Acceptance.
“This is part of why I am so adamant about the differences between being chronically ill and being disabled. Some people, like myself, are both. But the people inspiration porn is about? The people we are constantly compared to when we can’t do something? They’re usually “only” disabled. Disability is a matter of society refusing to accommodate every person’s needs. Chronic illness is about our bodies and minds and how they function, or, rather, *don’t* function. Even if society was perfect about accommodating every person’s needs (lol), chronic illness would still exist, and it would still fuck us up.” --Lindsay Simms
Though I’ve been disabled for most of my life, it’s recently that I’ve begun to cling to the label. I knew it empowered me in some way, but I didn’t know why. My friend Lindsay wrote a wonderful post about masking symptoms and hiding pain, and that’s when it really clicked for me.
My disabilities are all chronic illnesses, of either a physical or mental nature. I live with autoimmune, neurological, and mental illnesses, and have since my first diagnosis at age nine. Throughout childhood and adolescence, my list of diagnoses grew longer, only to expand even more when my physical health began to quickly deteriorate in young adulthood. The label of chronically ill never bothered me, but it certainly wasn’t empowering. I tended to prefer to be called “disabled”, but it wasn’t my main identity.
Then, last year, I began using a wheelchair full time. This new accommodation was life changing for me, as it kept me from getting sick as much and gave me the most amazing sense of independence, but I realized it was doing more than that. It was taking something invisible, and making it seen. And I realized how much more confident I was with my own broken body, now that I wasn’t the only one who had to be around it, acknowledge it, live with it. It wasn’t just, as so many doctors had told me before, “all in my head”. It was shown to everyone around me. I felt so much less alone being so much more visible.

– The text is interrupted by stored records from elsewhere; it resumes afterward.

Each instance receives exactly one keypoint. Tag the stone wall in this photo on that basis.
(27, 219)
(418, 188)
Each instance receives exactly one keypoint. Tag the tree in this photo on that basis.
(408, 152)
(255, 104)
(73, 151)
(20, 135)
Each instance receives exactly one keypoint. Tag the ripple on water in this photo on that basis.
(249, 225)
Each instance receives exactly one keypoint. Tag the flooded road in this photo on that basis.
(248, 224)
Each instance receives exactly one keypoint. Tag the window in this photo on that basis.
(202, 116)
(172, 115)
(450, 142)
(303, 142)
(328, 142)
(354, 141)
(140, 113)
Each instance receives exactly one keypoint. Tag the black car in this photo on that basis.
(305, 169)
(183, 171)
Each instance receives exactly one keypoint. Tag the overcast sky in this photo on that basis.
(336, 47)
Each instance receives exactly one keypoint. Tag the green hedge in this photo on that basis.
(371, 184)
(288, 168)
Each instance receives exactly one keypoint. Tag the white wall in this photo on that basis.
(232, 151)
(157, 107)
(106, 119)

Disability, to me, is strong. Being chronically ill is sick and weak and never going away.* But I’m realizing more, that this all has to do with how I feel about myself, and how I feel about how the world sees me. It has very little to do with my actual health. It’s all about accepting who I am. And that’s a process that will never really end. I will always have new barriers to try and overcome, new challenges to deal with, and new disappointments in limits that I might never be able to break. And you know what? It’s okay that this process of self acceptance will never end. Because it sucks to be sick, and to not be able to do things. It’s okay that my disability doesn’t look like the “standard” of what disability should be, as long as I’m constantly working on accepting myself.
And that’s not easy. But that’s never stopped me before.
*These thoughts are strictly about myself, not describing how I feel about anyone else, or how they should feel about themselves. Please do not take my thoughts as a judgement on anyone else as a person; these are my own problems and should not be taken as anything else.